Güzel bir ramazan akşamı… Teravih sonrası çay keyfindeyiz ailece. Açık balkon kapısından hafif bir esinti gelmekte. Tavşankanı çayın yanında çocukluk aşkım kadayıf dolması. Keyifler o kadar yerindeki çocukluğumda bir kilo kadayıf için beklediğim o uzun kuyrukları bile hatırlamıyorum. Kanallar arasında gezinirken TRT Türk’te yayınlanan bir programa denk geliyoruz. Anadolu’da Ramazan yazıyor ekranın sağında. Kumandayı bırakıp dikkat kesiliyoruz.
Ah, o da ne! Erzurum’un artık bazıları rahmetli olmuş mahalli sanatçıları köy oyunlarının en güzellerinden örnekler sunuyorlar. Arada TRT’nin o zengin arşivinden seksenlerin başında kaydedilmiş eşsiz türküler. Burhan Çaçan gencecik delikanlı daha, on tane bağlamanın arasında bir tek, saçı bıyığı simsiyah olan Arif Sağ’ınki farklı yöne bakıyor.

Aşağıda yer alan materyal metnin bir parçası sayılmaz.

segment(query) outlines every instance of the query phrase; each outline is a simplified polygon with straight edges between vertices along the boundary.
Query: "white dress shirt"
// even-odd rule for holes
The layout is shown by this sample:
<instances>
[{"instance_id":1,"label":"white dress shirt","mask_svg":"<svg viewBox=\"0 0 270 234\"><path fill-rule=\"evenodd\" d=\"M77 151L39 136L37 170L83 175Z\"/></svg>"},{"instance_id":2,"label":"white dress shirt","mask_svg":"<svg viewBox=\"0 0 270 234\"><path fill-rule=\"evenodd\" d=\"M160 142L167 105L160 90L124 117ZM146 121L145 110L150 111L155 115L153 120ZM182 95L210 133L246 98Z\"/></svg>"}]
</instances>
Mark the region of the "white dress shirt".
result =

Bir iyi geliyor ki sormayın. Kaç gündür terördü, yeni anayasaydı bunalmışım. Türkülerle neşelenip seyirlik oyunlara gülüyoruz hep beraber. Bir ezgi çok tanıdık geliyor ansızın. On üç yıl önce düğünümde çocukluk arkadaşlarımın benim için bu türkü eşliğinde oynadığını hatırlıyorum. Şimdi hepsi evlenip çoluk çocuğa karışmış, kiminin saçı dökülmüş kimi göbek bağlamış, kimi benim gibi her ikisine maruz kalmış sekiz tane fidan gibi genç ne de güzel oynamışlardı.
Şöyle bir toparlanıyorum, sesim son derece kötü olsa da eşlik edeceğim bütün hemşerilerimin bildiği bu eskimeyen Erzurum türküsüne. Ama olmuyor işte, ülkemin hazin gerçekliği burada da çıkıyor karşıma. Türkünün o çok iyi bildiğim sözlerinde bir tuhaflık var. Belki de yüzlerce yıllık “Kürdün kızı” türküsü “Köylü Kızı” oluvermiş.
Ekrandaki tarihe bakıyorum:1982… Kanunsuz, anayasasız; keyfilik, işkence ve her türlü insanlık suçuyla dolu yıllar… Cezaevlerinin utanç evlerine döndüğü, küçücük dimağlara “Andımız” faşizanlığının dayatıldığı, anaların hapiste işkence görmekten insanlıktan çıkarılmış evlatlarıyla o sınırlı görüş dakikalarında bile kendi dilleriyle konuşamadığı karanlık yıllar… Kışla dışında hiçbir geçerliliği olmayan düz asker mantığının kökü onlarca yılın derinliğine gömülmüş meseleleri “yok saymakla” yok edebileceğini sandığı yıllar…
Çok değil iki yıl sonra terör örgütü Eruh’ta ilk büyük eylemini yaptığında bile “yok sayma” mantığı hâlâ geçerliliğini korumaktaydı. Çocuktum ama iyi hatırlıyorum, merhum Özal’ın bir konuşmasında “Kürt” kelimesini kullanması mühim bir hadise olarak değerlendirilmişti. Ne acı değil mi? Şimdi bu şuursuzluğun bizi getirdiği noktanın bedelini Anadolu’nun gencecik evlatları ödüyor.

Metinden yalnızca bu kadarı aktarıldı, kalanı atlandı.